Well Deck Moss, you pay more, you get more :)

Deck Moss
September 29th, 2009 | LINK

That you pay more, you get more, is actually what a lot of people think about Scientology. That’s why celebrities are attracted to it, because they want only the best wash, be it for their cars or their brains.

I never paid a cent into it. I was born with a “magnetic personality,” and didn’t need to go “clear” to get one. Plus, I was almost uncontrollably creative.

Now maybe if they’d said going clear would give you cavity-proof teeth, perfectly formed bowel movements every time, or that you could eat cheese by the brick with no ill effects…sign me up!

XenuLovesU
October 1st, 2009 | LINK

Dan said:

“You guys ignore one major fact which is that dianetics/scientology auditing does work!”

*laugh*

Here’s a deal — you point me to one reputable, double-blind third-party study that affirms any of Hubbard’s nonsense… and I’ll eat my hat.

Here’s one great example of Hubbard’s “science:”

LRH claimed that engrams (a type of thought) had mass… and that it was a “fact” that Scientologists who had undergone auditing using an E-meter actually MEASURABLY lost weight as they were freed from negative engrams.

Sounds like an easily testable claim, no? Especially since LRH claimed POUNDS of difference… not micrograms or something more difficult to measure.

So, rather than bash LRH as a liar and a fraud (ad hominem being so passe)… I’m left to wonder why Scientologists haven’t gone out of their way to clearly and, ahem, scientifically prove their dear leader’s words to be true.
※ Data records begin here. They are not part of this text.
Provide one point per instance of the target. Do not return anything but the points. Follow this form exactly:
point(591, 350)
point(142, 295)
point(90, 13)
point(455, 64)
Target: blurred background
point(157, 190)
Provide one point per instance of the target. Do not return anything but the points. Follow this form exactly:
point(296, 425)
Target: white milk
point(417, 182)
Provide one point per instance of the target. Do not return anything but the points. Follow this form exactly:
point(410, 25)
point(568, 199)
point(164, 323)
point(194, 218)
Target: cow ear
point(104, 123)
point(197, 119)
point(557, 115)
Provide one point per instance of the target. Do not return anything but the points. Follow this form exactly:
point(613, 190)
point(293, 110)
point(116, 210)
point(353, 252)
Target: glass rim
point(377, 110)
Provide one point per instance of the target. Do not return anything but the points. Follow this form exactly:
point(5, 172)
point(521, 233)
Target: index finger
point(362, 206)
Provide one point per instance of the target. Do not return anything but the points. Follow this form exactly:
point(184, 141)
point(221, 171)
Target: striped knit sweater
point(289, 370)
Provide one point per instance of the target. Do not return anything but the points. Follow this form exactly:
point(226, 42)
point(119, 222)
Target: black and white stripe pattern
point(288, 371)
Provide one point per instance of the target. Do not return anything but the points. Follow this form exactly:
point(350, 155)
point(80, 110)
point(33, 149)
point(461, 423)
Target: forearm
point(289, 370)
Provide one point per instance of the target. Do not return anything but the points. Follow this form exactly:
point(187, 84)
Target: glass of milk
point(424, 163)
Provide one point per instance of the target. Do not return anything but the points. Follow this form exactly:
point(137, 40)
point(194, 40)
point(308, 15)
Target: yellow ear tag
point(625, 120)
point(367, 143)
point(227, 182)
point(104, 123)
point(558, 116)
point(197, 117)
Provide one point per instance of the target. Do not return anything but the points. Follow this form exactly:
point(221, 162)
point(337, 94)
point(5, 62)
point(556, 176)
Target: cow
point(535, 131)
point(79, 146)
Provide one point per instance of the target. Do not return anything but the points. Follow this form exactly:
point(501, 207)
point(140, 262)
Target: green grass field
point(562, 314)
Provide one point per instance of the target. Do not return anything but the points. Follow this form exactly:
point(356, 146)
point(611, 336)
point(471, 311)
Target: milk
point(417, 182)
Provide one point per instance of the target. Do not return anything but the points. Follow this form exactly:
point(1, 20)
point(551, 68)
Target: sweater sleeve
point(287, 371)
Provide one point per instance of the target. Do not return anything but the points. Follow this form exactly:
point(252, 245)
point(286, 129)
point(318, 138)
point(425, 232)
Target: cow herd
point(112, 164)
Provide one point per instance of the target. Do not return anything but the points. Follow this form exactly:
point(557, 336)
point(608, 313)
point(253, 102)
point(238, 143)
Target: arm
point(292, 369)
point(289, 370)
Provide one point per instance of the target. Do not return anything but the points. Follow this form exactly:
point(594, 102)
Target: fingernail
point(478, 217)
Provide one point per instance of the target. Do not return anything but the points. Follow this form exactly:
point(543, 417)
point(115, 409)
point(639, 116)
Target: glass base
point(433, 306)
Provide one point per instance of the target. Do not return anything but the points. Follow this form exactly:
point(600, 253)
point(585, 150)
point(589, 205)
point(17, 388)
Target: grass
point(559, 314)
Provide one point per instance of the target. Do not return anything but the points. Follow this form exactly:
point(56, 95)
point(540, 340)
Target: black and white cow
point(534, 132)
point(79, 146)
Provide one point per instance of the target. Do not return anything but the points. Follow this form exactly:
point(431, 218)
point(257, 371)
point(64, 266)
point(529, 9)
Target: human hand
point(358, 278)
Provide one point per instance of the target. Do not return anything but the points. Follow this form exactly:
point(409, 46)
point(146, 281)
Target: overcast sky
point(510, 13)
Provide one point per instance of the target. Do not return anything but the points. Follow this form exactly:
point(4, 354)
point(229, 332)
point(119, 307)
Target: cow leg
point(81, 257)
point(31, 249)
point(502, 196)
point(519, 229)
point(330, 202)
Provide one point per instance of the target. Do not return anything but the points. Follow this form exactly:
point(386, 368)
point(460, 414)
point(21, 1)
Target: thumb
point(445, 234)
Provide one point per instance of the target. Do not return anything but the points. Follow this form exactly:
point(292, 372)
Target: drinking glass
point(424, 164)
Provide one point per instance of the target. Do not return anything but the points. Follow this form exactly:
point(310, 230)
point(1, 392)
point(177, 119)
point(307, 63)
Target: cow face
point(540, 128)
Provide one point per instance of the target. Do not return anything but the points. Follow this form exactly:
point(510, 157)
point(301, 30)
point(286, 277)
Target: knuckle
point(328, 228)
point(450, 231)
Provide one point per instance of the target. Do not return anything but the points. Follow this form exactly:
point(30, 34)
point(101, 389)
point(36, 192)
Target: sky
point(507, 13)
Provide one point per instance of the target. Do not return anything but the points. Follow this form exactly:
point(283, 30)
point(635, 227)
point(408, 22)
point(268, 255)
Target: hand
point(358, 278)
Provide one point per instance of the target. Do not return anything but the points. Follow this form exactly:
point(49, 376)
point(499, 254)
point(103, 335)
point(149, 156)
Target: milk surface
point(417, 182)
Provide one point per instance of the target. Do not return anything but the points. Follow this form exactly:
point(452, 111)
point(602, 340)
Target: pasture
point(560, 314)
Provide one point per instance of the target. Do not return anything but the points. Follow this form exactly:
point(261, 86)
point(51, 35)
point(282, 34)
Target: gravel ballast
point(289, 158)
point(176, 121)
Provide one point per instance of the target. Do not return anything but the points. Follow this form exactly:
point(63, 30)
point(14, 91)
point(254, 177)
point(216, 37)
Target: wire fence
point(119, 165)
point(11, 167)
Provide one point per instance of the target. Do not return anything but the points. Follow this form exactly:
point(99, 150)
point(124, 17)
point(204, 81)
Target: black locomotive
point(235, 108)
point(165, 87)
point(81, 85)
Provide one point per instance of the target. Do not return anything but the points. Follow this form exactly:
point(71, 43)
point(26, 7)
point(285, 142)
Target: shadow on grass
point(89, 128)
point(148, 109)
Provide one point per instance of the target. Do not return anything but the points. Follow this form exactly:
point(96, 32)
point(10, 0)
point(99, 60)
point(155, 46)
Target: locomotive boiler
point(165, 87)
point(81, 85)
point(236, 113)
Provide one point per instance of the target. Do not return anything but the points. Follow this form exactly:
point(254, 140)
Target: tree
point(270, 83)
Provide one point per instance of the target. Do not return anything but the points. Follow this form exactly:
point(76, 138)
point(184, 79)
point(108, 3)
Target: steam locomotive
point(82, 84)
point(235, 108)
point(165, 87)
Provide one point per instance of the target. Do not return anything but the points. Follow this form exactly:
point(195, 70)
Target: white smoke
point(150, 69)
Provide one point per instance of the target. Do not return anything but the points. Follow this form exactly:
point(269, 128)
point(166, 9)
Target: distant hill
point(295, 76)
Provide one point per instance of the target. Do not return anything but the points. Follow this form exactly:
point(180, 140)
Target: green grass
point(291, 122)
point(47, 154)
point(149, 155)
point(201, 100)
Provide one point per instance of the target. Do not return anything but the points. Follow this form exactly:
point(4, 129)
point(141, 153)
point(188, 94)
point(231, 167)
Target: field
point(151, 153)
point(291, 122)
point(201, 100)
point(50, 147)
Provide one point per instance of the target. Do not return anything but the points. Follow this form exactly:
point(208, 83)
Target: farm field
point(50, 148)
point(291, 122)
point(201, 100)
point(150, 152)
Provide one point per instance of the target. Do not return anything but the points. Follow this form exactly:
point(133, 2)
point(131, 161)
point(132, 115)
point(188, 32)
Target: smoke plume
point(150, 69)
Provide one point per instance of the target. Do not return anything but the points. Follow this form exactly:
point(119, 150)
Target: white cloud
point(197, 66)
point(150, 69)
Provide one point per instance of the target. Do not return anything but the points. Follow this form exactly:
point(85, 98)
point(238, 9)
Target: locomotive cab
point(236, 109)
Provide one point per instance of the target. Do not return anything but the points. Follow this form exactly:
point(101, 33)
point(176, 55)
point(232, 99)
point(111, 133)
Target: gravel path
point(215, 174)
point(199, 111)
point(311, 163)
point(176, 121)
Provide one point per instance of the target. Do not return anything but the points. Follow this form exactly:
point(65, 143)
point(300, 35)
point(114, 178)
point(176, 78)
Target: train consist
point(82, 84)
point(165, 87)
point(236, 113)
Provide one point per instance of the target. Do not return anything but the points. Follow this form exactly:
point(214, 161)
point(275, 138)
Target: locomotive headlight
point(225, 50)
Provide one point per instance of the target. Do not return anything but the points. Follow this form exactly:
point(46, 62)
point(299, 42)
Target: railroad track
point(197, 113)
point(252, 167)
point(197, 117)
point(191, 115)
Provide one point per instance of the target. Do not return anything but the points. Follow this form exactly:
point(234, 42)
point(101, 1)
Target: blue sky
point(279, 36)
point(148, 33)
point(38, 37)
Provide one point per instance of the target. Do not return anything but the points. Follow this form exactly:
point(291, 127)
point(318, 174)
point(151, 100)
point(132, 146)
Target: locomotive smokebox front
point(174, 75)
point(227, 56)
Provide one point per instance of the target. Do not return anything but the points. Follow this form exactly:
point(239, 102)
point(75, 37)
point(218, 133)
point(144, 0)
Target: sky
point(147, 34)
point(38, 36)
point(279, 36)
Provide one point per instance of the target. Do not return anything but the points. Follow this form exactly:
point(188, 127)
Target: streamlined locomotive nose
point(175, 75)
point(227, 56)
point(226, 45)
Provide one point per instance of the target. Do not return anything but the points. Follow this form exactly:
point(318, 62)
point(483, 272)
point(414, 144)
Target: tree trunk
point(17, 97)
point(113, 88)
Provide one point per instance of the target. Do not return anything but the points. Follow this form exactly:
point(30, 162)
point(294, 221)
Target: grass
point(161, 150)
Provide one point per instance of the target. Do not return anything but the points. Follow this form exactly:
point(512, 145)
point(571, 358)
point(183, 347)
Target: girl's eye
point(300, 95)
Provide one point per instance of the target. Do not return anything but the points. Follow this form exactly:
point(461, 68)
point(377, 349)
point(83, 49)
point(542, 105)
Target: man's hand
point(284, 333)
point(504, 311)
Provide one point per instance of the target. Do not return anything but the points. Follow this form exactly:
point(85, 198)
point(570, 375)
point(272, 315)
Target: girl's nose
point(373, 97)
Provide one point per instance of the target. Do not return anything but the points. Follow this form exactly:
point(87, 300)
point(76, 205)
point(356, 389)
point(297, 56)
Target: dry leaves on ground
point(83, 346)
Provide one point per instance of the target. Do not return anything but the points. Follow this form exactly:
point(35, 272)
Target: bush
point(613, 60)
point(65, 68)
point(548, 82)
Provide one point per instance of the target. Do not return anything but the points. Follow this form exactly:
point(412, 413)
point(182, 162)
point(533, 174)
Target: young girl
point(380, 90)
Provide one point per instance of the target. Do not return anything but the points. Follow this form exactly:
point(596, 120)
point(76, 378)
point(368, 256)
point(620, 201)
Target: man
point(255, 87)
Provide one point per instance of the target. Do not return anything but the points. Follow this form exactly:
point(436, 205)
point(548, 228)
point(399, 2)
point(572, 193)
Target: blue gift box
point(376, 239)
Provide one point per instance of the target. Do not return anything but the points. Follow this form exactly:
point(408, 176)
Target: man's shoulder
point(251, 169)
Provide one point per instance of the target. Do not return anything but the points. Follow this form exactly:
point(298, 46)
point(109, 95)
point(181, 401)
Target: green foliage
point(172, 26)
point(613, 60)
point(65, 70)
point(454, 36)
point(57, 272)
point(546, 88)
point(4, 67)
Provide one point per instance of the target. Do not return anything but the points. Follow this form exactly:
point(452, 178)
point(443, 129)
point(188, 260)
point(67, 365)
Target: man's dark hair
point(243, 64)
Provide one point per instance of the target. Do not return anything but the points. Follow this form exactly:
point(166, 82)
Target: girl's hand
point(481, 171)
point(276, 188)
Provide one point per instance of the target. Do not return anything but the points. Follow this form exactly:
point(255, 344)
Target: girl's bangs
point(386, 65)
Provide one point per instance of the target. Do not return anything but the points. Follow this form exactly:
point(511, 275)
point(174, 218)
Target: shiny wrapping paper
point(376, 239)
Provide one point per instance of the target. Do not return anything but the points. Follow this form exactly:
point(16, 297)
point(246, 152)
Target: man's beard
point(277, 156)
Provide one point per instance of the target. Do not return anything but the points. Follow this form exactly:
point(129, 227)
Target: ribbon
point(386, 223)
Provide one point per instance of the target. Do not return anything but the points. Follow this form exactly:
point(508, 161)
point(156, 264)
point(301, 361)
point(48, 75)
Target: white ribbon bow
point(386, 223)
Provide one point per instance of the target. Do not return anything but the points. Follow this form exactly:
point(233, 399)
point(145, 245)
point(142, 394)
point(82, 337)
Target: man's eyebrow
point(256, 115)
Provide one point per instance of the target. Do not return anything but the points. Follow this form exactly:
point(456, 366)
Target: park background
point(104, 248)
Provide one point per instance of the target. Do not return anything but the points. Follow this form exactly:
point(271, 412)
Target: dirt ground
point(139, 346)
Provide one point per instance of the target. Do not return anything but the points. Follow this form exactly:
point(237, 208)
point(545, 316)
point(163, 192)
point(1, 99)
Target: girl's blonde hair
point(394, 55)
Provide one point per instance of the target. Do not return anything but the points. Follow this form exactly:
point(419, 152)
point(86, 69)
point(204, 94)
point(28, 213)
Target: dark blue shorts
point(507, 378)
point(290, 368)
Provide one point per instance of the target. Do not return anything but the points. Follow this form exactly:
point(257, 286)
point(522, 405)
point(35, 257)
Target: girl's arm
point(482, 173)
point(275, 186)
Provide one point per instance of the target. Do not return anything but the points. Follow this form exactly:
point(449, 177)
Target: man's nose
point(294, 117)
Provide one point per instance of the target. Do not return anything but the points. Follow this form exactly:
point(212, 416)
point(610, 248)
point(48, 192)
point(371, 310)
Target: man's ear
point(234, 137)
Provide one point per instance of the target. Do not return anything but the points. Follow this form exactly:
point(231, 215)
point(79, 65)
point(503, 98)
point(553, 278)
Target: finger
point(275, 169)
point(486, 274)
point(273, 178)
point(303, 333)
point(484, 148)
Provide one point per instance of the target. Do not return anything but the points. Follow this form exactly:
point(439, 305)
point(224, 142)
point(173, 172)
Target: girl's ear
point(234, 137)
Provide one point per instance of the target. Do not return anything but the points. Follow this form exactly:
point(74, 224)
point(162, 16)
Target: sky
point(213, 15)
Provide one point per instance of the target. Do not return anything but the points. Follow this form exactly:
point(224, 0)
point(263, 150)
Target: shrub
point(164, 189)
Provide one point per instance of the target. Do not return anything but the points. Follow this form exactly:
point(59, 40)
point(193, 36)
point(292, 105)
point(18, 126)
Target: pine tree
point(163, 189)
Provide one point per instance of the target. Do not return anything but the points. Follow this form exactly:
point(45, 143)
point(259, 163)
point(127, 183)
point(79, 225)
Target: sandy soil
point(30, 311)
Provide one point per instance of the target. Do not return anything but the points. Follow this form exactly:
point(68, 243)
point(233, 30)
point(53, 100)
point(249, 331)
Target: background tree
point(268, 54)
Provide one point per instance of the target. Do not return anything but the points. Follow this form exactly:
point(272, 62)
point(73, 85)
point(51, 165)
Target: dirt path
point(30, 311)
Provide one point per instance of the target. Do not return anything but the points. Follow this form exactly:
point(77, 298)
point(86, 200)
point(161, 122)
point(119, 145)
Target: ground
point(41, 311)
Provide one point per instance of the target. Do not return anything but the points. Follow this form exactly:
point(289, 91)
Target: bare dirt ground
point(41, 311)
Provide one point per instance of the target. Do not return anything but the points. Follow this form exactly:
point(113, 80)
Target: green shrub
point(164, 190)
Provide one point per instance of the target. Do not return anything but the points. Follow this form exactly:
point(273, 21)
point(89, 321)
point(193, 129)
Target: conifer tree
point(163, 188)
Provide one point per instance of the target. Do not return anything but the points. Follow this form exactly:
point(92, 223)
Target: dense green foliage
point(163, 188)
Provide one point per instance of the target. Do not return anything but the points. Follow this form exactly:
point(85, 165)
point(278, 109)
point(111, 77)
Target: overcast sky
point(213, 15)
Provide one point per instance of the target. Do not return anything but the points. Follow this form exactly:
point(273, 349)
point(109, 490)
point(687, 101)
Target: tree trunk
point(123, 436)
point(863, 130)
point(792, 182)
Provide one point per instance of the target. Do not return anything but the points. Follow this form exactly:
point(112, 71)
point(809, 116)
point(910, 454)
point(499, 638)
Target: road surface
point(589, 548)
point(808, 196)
You know — as opposed to requiring everyone to write up their anecdotal “wins” prior to advancing to the next level of wallet biopsy.

cd
October 2nd, 2009 | LINK

Generally speaking, it is my contention that Hubbard did no credible research of his own. Instead he distilled ideas from books he had read, the few college courses he took, his own experiences, and his very fertile and disturbed mind, and came up with a mish-mash of bizarre theories which he wrote down in scientific-sounding phrases and words.

I was a participant, though minor, on alt.religion.scientology back in the heyday of the uprising against the Church of Scientology.

I came to the conclusion that Dianetics/Scientology is a therapy system L. Ron Hubbard created to fight the symptoms of mild schizophrenia he suffered from (for which there is some direct evidence and the whole of D/S as indirect evidence). Most Scientology goals and methods are quite intelligible when that premise is assumed. The state of ‘Clear’, for example, is essentially a state in which sensory and auditory hallucinations and hallucinations of thought no longer occupy the subject. Real superhuman, eh.

Oh, if you want some great fun with Hubbard, find the tomato experiments where he discovered that they scream when sliced. If you want to know just how far Scientology goes (or used to go, it’s just about money and power now), try looking up ‘auditing process R2-45′ or ‘Operation Snow White’.